To me, it's not just doing a film, it's also 'not doing standup comedy'. It's a break from standup comedy." Here's what Vir had to say about comedy and films:

Vir Das
Who: Vir Das talks about films and comedy 
Pic/ Satyajit Desai

The 'Vir play take'
I improvise while doing films too, the way I do with standup. I develop a system with my directors where I do two takes – one for them and one for me. I call it the 'Vir play take', where once you have what you want as a director, I ask for one more take. And that's just my take to do something stupid, and the nice thing is that 30 per cent of those takes are usually approved.

Hi-tech audience
The Indian audience is very intelligent and sure about what they want, and they let you know what they want with the help of the social media that's so active today.

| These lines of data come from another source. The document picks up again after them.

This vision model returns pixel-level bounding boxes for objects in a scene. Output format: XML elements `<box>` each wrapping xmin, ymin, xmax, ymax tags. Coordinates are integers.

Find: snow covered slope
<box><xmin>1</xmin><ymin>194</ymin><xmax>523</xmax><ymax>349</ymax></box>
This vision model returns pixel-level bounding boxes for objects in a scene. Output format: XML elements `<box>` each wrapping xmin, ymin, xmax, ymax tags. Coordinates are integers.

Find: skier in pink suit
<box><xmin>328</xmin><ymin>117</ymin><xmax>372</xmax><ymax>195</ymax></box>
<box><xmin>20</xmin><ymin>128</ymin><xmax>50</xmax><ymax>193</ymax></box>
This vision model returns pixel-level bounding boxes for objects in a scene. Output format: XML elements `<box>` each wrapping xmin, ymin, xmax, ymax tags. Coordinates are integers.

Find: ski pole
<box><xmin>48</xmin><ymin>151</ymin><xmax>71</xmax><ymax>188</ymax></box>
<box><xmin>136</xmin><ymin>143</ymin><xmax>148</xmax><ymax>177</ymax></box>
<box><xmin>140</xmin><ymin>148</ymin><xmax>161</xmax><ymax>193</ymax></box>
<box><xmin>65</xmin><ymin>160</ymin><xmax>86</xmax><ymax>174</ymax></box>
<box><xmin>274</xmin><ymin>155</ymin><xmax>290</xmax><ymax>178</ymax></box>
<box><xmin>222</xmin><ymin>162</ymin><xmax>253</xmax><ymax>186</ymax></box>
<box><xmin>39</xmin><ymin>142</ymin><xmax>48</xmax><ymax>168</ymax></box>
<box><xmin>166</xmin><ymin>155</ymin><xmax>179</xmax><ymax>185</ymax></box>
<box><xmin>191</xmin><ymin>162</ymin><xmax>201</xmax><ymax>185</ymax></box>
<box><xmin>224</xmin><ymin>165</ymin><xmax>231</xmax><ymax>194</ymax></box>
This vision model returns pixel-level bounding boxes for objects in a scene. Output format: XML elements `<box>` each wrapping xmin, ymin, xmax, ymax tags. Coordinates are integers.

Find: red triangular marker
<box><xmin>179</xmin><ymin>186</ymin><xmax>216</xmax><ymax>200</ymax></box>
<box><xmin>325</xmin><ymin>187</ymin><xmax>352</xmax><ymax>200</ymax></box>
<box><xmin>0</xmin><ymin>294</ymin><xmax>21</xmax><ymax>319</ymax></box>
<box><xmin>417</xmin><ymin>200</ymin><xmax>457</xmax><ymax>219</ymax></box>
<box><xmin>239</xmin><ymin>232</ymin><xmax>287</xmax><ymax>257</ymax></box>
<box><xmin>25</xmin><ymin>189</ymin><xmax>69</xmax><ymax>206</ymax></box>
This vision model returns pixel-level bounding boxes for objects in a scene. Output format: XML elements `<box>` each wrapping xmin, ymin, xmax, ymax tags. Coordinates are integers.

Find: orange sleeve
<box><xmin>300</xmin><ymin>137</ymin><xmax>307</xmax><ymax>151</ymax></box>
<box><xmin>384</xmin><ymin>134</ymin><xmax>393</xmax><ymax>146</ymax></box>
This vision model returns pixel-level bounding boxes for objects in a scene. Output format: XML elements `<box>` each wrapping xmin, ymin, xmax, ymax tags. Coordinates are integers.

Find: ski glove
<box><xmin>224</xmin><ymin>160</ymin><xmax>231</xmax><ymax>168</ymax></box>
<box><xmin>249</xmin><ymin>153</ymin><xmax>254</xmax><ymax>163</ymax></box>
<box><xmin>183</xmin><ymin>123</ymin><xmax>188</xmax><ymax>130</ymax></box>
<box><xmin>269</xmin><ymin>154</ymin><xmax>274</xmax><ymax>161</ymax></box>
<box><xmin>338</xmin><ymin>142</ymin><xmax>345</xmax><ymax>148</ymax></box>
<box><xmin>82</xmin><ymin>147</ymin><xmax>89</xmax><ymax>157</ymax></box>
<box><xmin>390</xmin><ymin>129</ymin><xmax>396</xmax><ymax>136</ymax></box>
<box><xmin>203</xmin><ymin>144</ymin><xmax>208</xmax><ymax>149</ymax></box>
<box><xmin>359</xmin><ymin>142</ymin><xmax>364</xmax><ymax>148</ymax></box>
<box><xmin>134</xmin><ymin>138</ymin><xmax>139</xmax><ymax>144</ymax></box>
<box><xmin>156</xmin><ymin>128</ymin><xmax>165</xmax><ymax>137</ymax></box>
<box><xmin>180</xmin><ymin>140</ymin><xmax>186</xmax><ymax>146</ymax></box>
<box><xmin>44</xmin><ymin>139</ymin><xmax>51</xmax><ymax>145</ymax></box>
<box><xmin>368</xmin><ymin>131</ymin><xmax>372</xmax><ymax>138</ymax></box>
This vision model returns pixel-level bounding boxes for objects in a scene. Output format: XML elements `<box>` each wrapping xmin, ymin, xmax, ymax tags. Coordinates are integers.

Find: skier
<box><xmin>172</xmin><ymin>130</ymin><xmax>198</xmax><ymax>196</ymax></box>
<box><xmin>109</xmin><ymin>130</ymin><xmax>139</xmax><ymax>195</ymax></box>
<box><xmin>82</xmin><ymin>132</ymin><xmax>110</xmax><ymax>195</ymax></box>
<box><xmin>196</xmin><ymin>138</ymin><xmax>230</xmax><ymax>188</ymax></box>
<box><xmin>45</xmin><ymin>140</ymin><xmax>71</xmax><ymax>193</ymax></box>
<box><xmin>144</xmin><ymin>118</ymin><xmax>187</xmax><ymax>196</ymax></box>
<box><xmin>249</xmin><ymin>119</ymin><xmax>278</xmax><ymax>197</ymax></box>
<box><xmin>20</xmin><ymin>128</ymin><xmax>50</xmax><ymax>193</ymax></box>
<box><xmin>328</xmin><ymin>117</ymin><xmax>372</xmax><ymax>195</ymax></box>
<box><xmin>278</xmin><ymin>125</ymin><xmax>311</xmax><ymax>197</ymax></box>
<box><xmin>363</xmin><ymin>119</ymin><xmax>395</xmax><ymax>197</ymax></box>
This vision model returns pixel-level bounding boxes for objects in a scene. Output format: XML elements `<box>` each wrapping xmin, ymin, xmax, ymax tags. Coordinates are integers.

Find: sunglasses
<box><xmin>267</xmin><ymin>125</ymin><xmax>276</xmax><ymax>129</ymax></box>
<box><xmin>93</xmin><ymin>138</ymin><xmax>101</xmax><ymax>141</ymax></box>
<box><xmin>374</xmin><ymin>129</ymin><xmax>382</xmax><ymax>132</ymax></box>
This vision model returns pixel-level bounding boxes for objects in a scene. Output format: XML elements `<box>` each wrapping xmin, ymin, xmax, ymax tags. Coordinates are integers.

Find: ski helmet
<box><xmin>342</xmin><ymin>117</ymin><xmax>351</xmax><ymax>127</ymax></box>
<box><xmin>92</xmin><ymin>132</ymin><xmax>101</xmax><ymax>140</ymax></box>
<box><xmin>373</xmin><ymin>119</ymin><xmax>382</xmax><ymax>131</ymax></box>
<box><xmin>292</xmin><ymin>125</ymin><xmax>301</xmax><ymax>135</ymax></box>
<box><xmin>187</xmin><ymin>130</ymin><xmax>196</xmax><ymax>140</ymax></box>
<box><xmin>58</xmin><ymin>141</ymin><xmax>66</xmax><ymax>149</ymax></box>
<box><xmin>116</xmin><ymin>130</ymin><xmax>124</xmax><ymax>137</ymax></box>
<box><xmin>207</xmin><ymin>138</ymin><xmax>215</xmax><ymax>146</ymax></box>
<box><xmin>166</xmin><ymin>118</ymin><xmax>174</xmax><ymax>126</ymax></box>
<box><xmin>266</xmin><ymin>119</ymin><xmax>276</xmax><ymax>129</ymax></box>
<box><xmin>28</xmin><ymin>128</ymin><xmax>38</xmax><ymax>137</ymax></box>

They give positive or negative feedback about a film or a show within a short time.

Rules of comedy in India
Taking up a sensitive issue in standup comedy is not a problem, especially in India. It's a very fashionable thing to say that 'Indians don't have a sense of humour', but it's not true. Sensitivity is not a problem, dishonesty is a problem. The standard rule of comedy is that 80 per cent of the people in the room should agree with your point of view. So, if I say that a politician is doing something stupid, everyone has to agree with me. That's the fine line that you walk on in India; you have to know the pulse of the people. Then you can make fun of religion, politics or anything you like. You just have to stay intelligent, for which you must observe people and read.

The juggling act
Most actors have only one audience. But I am an actor who has three audiences – for standup comedy, films and music, and all are very large audiences. You can see me in a film on Friday, catch me at a rock show on Saturday and see me at Tata Theatre with 2000 people on Sunday. And all of those audiences consume all of the content. So, the expectations from me are very high. When I do something in a film that's not so funny, and you have seen me be funny over the weekend, people don't like it. All of my audiences collectively tell me that they expected better from me. That's a huge responsibility.